In this study, number of ANC visits was significantly associated with postpartum LARC use. The finding is consistent with studies conducted in Ethiopia [32], Mexico [39], and Nigeria [40]. Mothers who visit health institutions for ANC follow-up receive counseling about LARC that enhances their awareness, understanding, and appreciation of the benefits of postpartum LARC use and further promotes their practice [32, 40]. Moreover, mothers who had ANC follow-up during pregnancy were more likely to have an institutional delivery, which gives them the opportunity to receive postpartum LARC counseling. Thus, strengthening the existing effort to improve ANC follow-up and institutional delivery would help promote the utilization of immediate postpartum LARC [40].

Likewise, the odds of postpartum LARC use were higher among participants who had delivered at the health institutions as compared with mothers who had delivered at home. The finding is congruent with previous evidence from the Ethiopia [32, 41]. Women who had delivered at health institutions might possibly have a better opportunity to receive counseling related to postpartum LARC use immediately after delivery. That will further have a positive impact on the use of postpartum LARC use [33, 42]. Furthermore, women who had delivered at home were usually less educated and had less access to health messages, which might affect healthy practices, including modern contraceptive use [43]. Postpartum women who received PNC services were more likely to use LARC compared with their counterparts. The possible reason might be those postpartum women who received PNC services received contraceptive information and counseling before discharge, which can increase the subsequent uptake of LARC methods [44].

LARC use was more likely among postpartum women living in lower- and upper-middle-income countries than among those living in low-income countries. The reason might be that postpartum women from lower- and upper-middle-income countries are better able to deal with the cost barrier associated with access to FP use as compared to those from lower-income countries since they can be able to overcome both the direct and indirect costs associated with FP uptake [45]. Another possible reason could be that as income increases, exposure to different types of health information (media exposure) and the financial accessibility of services will improve [18, 45].
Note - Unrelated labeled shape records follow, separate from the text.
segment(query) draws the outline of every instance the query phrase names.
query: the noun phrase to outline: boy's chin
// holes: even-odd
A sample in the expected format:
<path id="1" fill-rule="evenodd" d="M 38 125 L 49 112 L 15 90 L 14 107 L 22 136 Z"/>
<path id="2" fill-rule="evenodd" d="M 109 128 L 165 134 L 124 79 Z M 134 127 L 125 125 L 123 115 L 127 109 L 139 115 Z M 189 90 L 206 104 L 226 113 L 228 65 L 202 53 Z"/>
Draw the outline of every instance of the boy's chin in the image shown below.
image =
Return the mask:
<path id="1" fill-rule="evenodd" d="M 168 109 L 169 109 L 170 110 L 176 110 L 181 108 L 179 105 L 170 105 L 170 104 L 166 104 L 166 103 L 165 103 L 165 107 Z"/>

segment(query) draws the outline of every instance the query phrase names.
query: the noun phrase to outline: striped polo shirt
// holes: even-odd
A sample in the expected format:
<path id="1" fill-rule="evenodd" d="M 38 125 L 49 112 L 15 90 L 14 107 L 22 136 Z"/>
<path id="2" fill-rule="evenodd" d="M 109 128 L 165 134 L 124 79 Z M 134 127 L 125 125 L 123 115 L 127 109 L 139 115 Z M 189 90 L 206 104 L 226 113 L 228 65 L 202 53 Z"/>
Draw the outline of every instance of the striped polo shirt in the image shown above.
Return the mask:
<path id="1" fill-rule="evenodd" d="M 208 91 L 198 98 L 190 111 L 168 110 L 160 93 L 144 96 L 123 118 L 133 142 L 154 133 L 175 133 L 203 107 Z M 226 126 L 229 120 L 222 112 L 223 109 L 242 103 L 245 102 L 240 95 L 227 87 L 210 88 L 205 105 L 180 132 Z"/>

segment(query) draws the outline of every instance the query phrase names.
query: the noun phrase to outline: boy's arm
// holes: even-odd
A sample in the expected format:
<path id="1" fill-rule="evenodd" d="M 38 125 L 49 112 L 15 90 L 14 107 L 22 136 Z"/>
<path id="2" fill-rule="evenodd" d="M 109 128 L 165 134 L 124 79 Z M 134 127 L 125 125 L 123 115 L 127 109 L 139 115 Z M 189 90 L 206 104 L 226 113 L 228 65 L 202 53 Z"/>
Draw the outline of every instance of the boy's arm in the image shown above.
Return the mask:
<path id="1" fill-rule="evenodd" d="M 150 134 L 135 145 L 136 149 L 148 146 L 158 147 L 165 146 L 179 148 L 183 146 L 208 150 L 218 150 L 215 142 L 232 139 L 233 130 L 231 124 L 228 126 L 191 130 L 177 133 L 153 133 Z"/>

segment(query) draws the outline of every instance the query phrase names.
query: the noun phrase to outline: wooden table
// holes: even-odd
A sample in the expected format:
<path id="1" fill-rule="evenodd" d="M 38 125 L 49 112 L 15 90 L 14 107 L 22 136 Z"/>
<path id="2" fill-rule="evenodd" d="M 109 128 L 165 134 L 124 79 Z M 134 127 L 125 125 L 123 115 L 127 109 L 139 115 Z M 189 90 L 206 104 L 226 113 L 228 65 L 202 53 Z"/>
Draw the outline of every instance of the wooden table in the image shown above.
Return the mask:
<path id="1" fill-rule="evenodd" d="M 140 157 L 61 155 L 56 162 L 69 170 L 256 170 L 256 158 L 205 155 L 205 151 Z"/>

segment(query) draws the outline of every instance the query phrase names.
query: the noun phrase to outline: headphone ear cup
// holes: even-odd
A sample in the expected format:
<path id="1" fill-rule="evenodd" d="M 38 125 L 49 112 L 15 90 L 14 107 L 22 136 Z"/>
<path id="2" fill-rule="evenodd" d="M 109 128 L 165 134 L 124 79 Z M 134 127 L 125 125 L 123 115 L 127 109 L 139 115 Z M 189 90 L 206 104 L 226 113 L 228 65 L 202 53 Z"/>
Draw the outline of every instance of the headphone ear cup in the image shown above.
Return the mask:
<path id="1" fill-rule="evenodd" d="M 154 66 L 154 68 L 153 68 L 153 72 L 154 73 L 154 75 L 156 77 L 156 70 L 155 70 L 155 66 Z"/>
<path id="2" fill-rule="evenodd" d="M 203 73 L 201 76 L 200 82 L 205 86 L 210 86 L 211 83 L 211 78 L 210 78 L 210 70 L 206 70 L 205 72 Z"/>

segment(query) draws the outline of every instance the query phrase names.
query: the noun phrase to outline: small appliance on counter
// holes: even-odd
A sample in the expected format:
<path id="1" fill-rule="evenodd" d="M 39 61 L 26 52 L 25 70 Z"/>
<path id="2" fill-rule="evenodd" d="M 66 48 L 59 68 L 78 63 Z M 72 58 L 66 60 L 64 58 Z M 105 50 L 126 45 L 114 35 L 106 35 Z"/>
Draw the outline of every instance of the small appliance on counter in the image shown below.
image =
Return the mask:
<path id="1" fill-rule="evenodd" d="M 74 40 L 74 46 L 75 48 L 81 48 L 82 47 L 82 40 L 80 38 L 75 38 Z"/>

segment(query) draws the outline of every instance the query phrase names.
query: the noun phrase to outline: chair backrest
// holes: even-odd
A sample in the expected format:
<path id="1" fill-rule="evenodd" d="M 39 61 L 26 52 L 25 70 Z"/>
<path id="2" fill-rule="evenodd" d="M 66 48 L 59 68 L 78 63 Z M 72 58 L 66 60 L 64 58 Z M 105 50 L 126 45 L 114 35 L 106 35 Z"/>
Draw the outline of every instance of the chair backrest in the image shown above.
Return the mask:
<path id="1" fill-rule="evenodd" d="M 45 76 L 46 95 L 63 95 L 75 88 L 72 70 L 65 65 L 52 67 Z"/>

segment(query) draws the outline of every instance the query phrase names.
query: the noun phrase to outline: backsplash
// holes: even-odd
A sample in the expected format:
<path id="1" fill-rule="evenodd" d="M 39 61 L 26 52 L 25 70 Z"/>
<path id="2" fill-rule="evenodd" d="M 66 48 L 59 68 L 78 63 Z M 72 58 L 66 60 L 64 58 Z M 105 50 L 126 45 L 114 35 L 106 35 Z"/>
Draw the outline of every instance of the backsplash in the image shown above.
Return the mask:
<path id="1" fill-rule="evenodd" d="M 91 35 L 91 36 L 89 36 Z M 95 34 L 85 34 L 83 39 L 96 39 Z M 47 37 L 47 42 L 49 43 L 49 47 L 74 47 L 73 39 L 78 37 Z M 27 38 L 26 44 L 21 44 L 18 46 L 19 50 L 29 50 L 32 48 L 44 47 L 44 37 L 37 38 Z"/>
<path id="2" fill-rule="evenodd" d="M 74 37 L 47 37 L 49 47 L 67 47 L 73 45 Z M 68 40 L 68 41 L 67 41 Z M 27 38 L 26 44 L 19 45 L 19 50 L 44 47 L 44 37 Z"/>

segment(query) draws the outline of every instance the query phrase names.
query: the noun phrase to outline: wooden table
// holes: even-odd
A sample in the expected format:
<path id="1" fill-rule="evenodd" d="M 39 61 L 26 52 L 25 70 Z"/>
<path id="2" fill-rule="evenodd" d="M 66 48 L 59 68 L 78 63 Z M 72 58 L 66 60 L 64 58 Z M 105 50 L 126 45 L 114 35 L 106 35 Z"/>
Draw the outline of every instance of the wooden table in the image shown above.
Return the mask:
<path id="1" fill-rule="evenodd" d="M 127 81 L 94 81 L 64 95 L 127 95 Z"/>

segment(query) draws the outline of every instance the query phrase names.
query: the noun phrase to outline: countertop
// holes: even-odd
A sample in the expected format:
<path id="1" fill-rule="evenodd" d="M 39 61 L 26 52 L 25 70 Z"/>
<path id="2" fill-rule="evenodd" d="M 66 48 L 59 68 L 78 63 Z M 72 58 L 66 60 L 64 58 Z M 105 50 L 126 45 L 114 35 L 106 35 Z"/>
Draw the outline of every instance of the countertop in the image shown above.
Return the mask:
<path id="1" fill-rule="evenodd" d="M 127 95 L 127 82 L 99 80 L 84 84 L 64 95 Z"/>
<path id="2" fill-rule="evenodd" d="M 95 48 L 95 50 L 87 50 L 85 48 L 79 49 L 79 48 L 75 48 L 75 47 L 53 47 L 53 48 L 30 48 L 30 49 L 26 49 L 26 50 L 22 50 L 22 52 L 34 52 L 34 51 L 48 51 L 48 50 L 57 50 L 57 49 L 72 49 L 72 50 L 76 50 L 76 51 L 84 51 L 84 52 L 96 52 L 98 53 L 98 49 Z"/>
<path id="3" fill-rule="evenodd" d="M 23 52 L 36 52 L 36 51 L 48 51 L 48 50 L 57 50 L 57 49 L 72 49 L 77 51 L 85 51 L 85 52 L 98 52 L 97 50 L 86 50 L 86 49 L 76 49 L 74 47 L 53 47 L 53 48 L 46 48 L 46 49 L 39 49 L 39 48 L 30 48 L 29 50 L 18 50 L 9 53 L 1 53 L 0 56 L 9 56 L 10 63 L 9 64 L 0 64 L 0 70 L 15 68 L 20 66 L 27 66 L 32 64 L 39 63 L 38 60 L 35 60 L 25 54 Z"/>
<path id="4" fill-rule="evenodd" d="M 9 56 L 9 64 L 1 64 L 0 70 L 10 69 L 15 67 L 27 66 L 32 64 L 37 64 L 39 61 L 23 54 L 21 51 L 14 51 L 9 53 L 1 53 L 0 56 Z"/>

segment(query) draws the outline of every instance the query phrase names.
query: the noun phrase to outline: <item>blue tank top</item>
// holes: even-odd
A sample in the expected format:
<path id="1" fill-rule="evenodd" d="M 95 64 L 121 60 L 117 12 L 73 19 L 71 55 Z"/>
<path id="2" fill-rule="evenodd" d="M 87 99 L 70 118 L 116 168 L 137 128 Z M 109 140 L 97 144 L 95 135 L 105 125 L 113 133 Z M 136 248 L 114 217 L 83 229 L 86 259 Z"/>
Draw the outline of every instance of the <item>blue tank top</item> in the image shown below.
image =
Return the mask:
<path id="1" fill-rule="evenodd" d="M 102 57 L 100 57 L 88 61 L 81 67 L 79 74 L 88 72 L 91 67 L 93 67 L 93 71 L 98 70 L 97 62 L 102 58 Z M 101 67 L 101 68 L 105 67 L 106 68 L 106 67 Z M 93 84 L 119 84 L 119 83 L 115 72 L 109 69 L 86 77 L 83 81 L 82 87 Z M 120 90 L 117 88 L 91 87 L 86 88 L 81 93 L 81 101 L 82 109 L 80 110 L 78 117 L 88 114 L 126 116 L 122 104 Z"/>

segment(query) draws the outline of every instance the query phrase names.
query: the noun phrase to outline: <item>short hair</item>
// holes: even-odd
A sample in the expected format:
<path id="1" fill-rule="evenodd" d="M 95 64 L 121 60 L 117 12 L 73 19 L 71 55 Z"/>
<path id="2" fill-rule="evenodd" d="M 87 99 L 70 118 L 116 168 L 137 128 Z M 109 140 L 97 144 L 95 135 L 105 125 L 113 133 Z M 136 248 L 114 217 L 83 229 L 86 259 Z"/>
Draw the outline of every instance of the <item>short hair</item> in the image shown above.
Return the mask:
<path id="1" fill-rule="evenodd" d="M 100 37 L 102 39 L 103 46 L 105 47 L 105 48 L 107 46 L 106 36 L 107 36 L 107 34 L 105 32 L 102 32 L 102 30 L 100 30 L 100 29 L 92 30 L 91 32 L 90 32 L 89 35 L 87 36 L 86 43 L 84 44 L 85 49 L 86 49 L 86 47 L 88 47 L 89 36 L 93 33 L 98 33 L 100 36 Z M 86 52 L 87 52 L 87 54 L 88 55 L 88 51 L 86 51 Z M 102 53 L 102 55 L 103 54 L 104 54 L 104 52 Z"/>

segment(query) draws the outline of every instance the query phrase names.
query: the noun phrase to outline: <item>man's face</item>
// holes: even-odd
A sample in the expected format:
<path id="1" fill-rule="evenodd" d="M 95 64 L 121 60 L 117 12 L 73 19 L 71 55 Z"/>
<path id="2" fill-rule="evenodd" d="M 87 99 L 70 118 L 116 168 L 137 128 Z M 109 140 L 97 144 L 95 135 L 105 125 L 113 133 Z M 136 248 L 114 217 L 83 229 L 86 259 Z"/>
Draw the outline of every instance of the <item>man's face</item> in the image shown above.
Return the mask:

The main strength of the current study was that it used nationally representative survey data with large sample size. We employed multilevel analysis to accommodate the hierarchical nature of the data. However, it is impossible to infer cause-effect relationships between the dependent variable and the identified independent variables due to the cross-sectional nature of the study. Moreover, due to the use of secondary data, essential factors like fear of side effects, attitude toward LARC methods, husband perspective on LARC methods, and sociocultural factors were not available in the DHS data set. Therefore, it was not possible to incorporate these variables in the analysis.

Conclusion

Nearly one in 10 postpartum women used long-acting reversible contraceptives. This implied that most SSA postpartum women were exposed to unintended pregnancy and unsafe abortion. This raises the risk of maternal and child morbidity and mortality. Women’s education, media exposure, place of delivery, number of ANC visits, received PNC, and income level were statistically significant factors for LARC use. Hence, we suggest that the concerned bodies should promote family planning messages in mass media (radio, newspapers, and television) and provide the well-documented benefits of postpartum LARC use. Promote the integration of postpartum LARC methods into maternal health care services. It is likely that such integration would help increase the use of LARC. This is because ANC visits, institutional delivery, and postnatal care services remain important windows of opportunity to provide access to LARC and offer women LARC methods. Give better attention to postpartum women living in low-income countries and uneducated women.

Acknowledgments

Our gratitude is extended to the DHS programs for allowing us to use all of the relevant DHS data in this study.